Meski usia perempuan mencari nafkah telah berubah, namun ada anggapan bahwa suamilah yang mencari nafkah.
“Pendapat suami untuk mencari nafkah, istri di rumah mengurus anak dan keluarga, rasanya istri tidak bisa mencari nafkah” misalnya Ika.
Lalu, ketika seorang wanita meninggalkan suatu hubungan karena masalah keuangan, ada banyak hal yang perlu dipertimbangkan. “Dalam benak korban KDRT, jika terjadi perpisahan, lalu siapa yang membiayai anak-anaknya?”
Ika juga menjelaskan, alasan lain mereka bertahan adalah urusan internal korban KDRT. Seseorang yang sejak kecil sudah terbiasa melihat ayah dan ibu berkelahi dan saling pukul, menganggap seperti itulah pernikahan.
“Laki-laki yang sejak kecil sudah terbiasa melihat ayah dan ibunya bertengkar, menganggap itulah hakikat sebuah pernikahan,” kata Ika kepada Health Liputan 6.com melalui telepon.
Alasan lain mengapa seseorang tetap bertahan dalam pernikahan yang penuh kekerasan dalam keluarga adalah karena dia tidak ingin kehilangan seseorang yang dia cintai atau sayangi seperti suaminya.
“Sampai saat ini korban belum pernah bertemu dengan orang yang dicintai atau setidaknya disukai sebagai pasangan, sehingga korban tidak mau kehilangan.
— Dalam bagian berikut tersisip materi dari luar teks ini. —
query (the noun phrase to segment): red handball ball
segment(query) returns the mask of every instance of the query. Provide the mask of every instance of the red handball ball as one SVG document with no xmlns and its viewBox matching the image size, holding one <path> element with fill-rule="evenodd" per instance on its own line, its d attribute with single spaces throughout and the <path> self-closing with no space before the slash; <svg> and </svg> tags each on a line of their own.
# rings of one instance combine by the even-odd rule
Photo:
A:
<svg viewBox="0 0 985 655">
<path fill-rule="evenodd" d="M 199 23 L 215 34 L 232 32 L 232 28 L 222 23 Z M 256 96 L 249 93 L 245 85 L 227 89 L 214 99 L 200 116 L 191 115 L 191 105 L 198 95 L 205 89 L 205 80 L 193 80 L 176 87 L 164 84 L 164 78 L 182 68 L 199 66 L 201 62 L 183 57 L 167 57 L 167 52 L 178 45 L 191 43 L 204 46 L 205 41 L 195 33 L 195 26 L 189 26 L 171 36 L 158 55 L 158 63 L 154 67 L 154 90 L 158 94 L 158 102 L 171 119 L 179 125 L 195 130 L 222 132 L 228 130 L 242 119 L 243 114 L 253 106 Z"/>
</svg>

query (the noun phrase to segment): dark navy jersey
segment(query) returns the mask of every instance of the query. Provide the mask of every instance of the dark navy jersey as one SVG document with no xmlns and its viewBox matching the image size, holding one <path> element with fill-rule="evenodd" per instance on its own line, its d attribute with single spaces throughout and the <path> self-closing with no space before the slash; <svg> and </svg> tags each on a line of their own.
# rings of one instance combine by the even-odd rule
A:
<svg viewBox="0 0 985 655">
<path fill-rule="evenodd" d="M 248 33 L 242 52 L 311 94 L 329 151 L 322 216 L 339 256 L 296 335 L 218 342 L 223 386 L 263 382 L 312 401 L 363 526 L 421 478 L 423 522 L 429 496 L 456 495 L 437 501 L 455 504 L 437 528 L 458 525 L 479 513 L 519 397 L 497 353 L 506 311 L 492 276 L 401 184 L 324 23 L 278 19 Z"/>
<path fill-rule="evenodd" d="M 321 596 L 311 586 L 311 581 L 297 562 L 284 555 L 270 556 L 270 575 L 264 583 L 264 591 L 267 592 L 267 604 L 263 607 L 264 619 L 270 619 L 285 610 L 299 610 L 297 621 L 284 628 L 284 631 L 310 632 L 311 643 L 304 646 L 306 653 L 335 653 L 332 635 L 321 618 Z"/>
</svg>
Korban ini sangat terikat dengan pasangannya,” ujarnya. Persamaan
Oleh karena itu, bagi korban KDRT, banyak hal yang tidak mungkin bisa ditinggalkan oleh pasangan yang mau menerima.
“Dia tidak bisa menyerah pada hal sesederhana itu. Baginya, pria ini membuatnya bahagia,” kata Ika.
Ibu Ratna Susianawati, Deputi Perlindungan Hak Perempuan, Kementerian Pemberdayaan Perempuan dan Perlindungan Anak, meminta para korban untuk berani melaporkan kasus kekerasan tanpa takut dikucilkan oleh masyarakat.
Ratna pun memuji keberanian mantan atlet itu angkat bicara soal pelecehan yang dilakukan suaminya.
“Kita tidak bisa lagi menoleransi kekerasan terhadap perempuan dan anak sebagai kelompok rentan. Ratna mengatakan dalam jumpa pers, Rabu (14/8/2024) “Apalagi kekerasan ini dilakukan di tempat yang seharusnya sangat damai dan dilakukan oleh orang-orang dekat korban.”
“Korban harus berani bersuara agar haknya terpenuhi dan pelaku dihukum sesuai peraturan perundang-undangan. Sebaliknya, kita sebagai masyarakat dan pemerintah harus memberikan dukungan dan layanan yang mengutamakan kepentingan para korban, kata Ratna di Jakarta.